To assess the algorithm for polarity sense-preservation, I began with the seed-sets in table tab:seeds and then allowed the propagation algorithm to run for 20 iterations, checking each for its effectiveness at reproducing the Positiv/Negativ/Neither distinctions in the subset of Harvard General Inquirer that is also in WordNet.

Table tab:seeds
Seed sets used to evaluate the WordNet propagation algorithm against the Harvard General Inquirer.
Positive excellent, good, nice, positive, fortunate, correct, superior
Negative nasty, bad, poor, negative, unfortunate, wrong, inferior
Objective administrative, financial, geographic, constitute, analogy, ponder, material, public, department, measurement, visual

Figure fig:wnpropagate-assess summarizes the results of this experiment, which are decidedly mixed.

Figure fig:wnpropagate-assess
Assessing how well simple Wordnet propagation is able to recover the Harvard Inquirer Positiv/Negativ/Neither classes using the seed sets of table tab:seeds.

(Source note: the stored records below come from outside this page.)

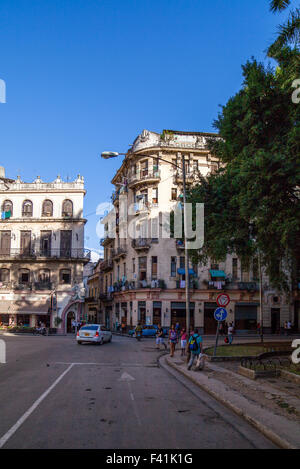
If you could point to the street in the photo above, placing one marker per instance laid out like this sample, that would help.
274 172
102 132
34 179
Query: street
110 396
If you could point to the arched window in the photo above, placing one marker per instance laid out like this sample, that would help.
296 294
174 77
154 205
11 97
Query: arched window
47 210
7 207
4 275
65 276
27 208
44 276
24 276
67 208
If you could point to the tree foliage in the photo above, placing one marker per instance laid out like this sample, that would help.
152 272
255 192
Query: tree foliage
252 202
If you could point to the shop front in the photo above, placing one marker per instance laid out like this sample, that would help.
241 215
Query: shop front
178 314
245 317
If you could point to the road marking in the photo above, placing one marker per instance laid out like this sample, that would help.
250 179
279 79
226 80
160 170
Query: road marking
126 377
24 417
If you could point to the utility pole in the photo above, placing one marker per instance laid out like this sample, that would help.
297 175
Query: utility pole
186 258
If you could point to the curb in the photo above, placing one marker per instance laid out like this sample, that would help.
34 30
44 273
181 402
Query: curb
276 439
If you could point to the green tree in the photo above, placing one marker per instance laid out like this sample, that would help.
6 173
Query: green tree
252 202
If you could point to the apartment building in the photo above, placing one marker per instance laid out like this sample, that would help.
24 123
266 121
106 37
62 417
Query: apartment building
42 252
143 273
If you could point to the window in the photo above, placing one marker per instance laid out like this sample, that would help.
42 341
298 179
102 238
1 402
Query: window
27 208
143 268
7 209
24 276
245 272
155 195
67 208
154 268
4 275
173 266
234 269
255 269
44 276
65 276
47 210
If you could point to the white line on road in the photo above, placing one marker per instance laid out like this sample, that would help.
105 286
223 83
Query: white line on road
24 417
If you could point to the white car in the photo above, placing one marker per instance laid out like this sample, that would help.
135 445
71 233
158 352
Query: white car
95 333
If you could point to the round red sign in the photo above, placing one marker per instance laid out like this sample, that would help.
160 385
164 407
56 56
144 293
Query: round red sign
223 300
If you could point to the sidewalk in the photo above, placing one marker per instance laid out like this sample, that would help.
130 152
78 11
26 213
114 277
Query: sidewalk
270 405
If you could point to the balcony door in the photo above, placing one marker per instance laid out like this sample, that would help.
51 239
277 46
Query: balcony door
65 243
45 243
25 242
5 242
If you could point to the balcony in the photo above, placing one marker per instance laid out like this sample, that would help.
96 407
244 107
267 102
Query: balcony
106 265
43 285
106 241
141 244
144 176
119 252
31 254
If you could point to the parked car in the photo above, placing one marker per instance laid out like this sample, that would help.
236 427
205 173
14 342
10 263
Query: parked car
93 333
149 330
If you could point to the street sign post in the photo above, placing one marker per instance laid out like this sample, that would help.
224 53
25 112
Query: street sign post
220 315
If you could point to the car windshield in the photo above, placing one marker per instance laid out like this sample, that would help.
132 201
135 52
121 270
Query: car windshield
89 328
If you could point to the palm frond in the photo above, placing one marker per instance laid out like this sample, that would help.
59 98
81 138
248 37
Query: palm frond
279 5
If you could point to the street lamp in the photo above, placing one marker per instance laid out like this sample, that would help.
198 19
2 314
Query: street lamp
111 154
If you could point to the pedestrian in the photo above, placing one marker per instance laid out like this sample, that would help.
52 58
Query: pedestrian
183 340
173 339
177 329
195 346
230 333
160 338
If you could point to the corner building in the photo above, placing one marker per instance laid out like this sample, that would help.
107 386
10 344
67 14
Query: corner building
143 279
42 252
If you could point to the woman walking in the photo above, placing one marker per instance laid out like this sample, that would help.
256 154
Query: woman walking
183 338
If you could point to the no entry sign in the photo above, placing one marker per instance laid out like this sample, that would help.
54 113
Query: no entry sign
223 300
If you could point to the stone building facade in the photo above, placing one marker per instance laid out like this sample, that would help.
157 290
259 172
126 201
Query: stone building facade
143 279
41 252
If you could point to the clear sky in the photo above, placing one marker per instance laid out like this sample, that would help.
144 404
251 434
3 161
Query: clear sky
84 76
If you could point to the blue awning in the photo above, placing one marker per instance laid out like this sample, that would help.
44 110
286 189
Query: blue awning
217 273
182 272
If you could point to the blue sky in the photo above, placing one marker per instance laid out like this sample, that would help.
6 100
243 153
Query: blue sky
84 76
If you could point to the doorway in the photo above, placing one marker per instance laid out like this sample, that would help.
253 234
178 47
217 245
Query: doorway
70 318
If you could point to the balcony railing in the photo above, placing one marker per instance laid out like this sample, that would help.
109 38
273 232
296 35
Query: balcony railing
141 243
144 175
106 265
43 285
75 253
119 252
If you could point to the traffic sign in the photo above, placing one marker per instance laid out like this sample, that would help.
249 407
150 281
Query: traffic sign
223 300
220 314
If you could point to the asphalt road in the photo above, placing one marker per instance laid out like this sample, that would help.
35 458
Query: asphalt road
112 396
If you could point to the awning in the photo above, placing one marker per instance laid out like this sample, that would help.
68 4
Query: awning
182 272
217 273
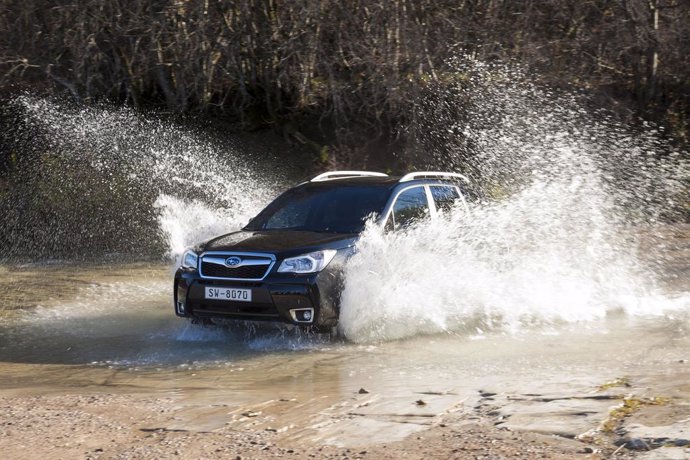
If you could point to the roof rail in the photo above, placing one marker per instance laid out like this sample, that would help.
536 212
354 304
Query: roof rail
425 174
345 174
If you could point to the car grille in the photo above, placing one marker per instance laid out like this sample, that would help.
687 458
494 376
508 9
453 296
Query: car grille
212 266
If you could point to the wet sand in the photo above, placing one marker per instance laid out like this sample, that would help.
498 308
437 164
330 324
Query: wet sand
94 365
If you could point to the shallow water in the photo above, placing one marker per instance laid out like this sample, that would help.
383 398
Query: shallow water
110 329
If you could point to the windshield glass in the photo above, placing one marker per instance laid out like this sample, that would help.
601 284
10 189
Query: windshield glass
337 209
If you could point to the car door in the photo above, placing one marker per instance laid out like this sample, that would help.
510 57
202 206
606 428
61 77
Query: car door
410 206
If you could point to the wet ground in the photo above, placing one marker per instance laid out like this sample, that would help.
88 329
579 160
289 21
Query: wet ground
68 330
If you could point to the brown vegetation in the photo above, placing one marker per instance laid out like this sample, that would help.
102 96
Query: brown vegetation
354 65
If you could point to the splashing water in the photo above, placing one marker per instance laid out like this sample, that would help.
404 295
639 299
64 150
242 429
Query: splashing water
555 242
112 180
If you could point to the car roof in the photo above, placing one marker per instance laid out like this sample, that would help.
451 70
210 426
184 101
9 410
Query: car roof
381 180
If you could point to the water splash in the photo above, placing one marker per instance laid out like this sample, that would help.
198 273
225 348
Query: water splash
556 239
106 180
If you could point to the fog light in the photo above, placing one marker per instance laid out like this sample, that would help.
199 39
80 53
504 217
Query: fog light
302 315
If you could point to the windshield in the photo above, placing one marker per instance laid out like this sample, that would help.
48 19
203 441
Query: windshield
338 209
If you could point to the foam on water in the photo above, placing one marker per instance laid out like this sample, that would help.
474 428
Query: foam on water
556 237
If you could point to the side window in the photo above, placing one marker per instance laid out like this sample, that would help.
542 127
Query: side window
410 206
445 197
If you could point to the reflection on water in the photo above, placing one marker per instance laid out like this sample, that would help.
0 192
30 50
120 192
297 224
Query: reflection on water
116 334
119 328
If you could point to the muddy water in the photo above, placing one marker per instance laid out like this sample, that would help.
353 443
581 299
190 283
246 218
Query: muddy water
110 329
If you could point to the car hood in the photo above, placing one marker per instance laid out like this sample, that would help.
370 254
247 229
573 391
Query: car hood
280 242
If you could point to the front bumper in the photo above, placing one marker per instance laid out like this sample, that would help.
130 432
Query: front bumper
280 297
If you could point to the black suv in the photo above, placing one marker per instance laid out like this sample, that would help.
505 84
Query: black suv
286 265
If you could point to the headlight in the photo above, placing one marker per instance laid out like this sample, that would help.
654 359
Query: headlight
308 263
190 259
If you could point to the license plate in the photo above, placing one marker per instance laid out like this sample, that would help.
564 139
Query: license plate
238 295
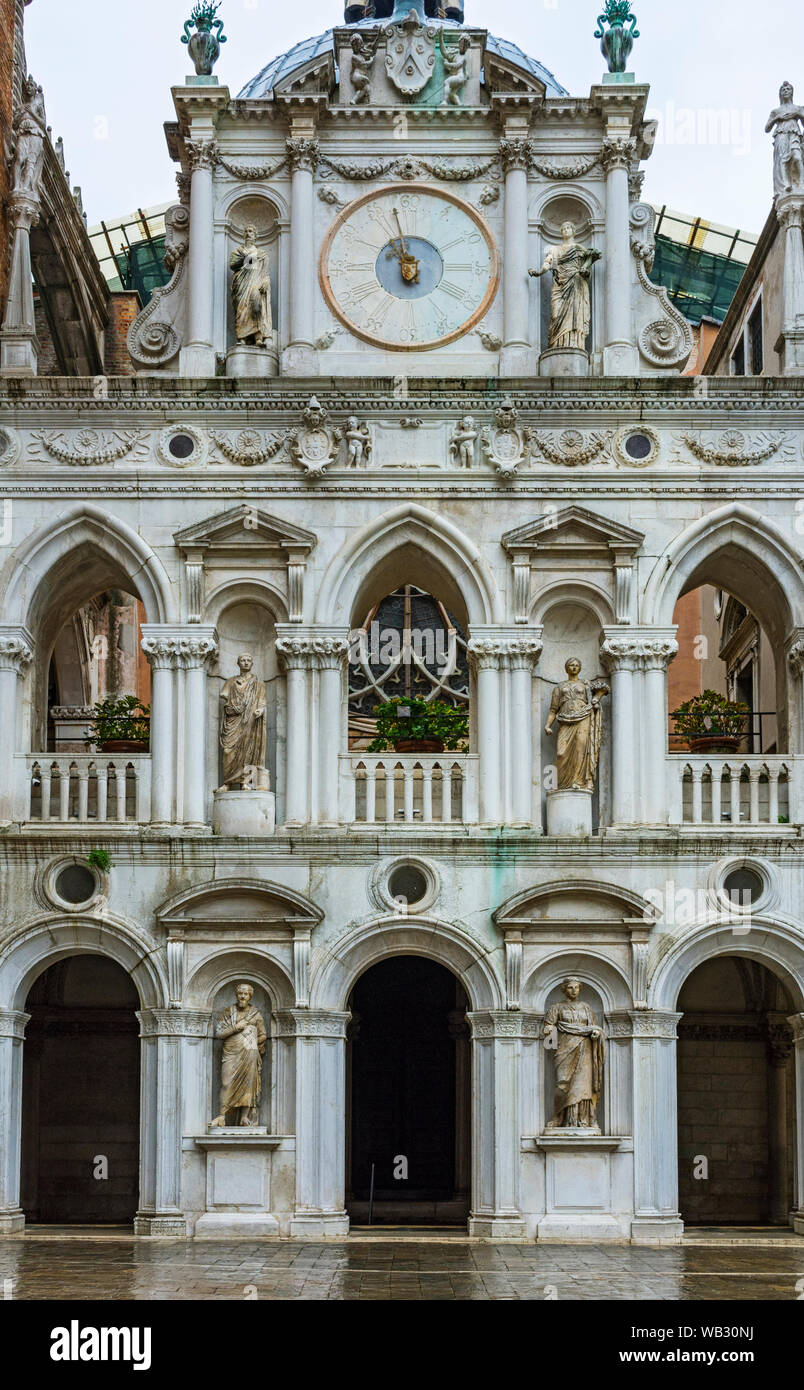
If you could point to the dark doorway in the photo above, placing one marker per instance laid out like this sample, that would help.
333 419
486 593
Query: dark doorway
81 1096
736 1096
409 1082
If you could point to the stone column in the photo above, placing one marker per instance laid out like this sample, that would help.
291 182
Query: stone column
301 357
653 1034
320 1121
11 1034
160 1197
198 652
621 356
15 656
796 1022
313 659
162 651
497 1123
484 656
790 213
18 341
515 152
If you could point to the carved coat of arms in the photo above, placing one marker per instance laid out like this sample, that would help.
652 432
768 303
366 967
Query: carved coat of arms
411 54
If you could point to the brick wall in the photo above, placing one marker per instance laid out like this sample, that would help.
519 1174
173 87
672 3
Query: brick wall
123 310
7 11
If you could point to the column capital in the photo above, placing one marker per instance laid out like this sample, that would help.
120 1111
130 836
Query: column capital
505 648
515 153
643 1023
174 1023
17 649
637 648
302 153
13 1023
310 648
312 1023
178 645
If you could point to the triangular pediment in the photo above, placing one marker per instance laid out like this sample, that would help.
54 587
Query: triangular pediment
242 528
573 528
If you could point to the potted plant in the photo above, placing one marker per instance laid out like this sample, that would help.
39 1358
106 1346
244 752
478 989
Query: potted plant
419 726
711 723
120 726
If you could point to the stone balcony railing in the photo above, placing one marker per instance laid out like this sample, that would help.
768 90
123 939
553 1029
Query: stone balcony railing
86 788
740 791
409 788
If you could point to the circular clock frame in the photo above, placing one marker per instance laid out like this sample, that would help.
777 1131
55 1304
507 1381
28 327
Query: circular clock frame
419 189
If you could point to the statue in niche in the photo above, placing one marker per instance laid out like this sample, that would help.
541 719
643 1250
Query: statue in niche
786 121
244 1033
576 708
252 291
572 1032
571 302
29 141
455 68
242 733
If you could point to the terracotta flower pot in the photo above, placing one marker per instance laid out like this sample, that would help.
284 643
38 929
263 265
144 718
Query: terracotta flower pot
419 745
715 744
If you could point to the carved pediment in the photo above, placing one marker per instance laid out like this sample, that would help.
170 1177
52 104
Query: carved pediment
230 905
575 531
245 528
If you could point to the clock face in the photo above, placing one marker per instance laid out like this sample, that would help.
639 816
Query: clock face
408 268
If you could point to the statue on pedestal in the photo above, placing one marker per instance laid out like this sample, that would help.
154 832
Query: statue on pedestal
252 291
571 305
576 708
244 1033
788 124
242 736
572 1030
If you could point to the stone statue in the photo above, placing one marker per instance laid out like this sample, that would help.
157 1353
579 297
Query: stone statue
244 1033
463 441
572 1030
29 141
358 442
252 291
571 264
244 736
455 68
786 121
576 708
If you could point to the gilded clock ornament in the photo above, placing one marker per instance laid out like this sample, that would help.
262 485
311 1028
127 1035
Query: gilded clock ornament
409 268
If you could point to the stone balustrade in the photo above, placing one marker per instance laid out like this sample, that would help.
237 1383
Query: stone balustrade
88 787
413 788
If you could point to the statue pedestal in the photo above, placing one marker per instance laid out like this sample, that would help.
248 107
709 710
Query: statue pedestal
564 362
248 360
244 812
569 813
238 1182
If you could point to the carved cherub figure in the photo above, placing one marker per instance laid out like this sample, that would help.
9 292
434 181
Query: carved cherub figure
462 442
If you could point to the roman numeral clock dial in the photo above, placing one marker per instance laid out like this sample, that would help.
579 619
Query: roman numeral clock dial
408 268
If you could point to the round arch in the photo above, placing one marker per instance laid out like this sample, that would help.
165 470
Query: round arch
380 938
42 943
380 556
772 944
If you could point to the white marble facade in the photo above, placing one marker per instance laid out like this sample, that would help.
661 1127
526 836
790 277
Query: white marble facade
262 533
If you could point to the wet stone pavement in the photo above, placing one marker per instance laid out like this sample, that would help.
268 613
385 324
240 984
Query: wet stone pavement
121 1268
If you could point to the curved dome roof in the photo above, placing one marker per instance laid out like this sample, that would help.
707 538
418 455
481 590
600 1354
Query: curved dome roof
263 84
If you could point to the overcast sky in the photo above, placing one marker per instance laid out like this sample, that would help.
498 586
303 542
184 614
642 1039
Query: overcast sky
714 68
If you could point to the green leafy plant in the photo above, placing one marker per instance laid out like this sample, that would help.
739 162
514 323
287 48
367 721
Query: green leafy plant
120 719
711 716
419 719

Weighted WordNet propagation

Blair-Goldensohn, Hannan, McDonald, Ryan, Reis, and Reynar (2008) developed an algorithm that propagates not only the senses of the original seed set but also attaches scores to words, reflecting their intensity, which here is given by the strength of their graphical connections to the seed words. The algorithm is stated in figure fig:wnscores_algorithm.

Figure fig:wnscores_algorithm
The WordNet score propagation algorithm.

Figure fig:wnscores_example works through an example.

Figure fig:wnscores_example
WordNet score propagation example. The authors propose a further rescaling of the scores: log(abs(s)) * sign(s) if abs(s) > 1, else 0. However, in the example, we would lose the sentiment score for good if we stopped before iteration 6. In my experiments, rescaling resulted in dramatically fewer non-0 values.

I ran the algorithm using the full Harvard General Inquirer Positiv/Negative/Neither classes as seeds-sets. The output in archived CSV format:

You can view the results at the lexicon demo.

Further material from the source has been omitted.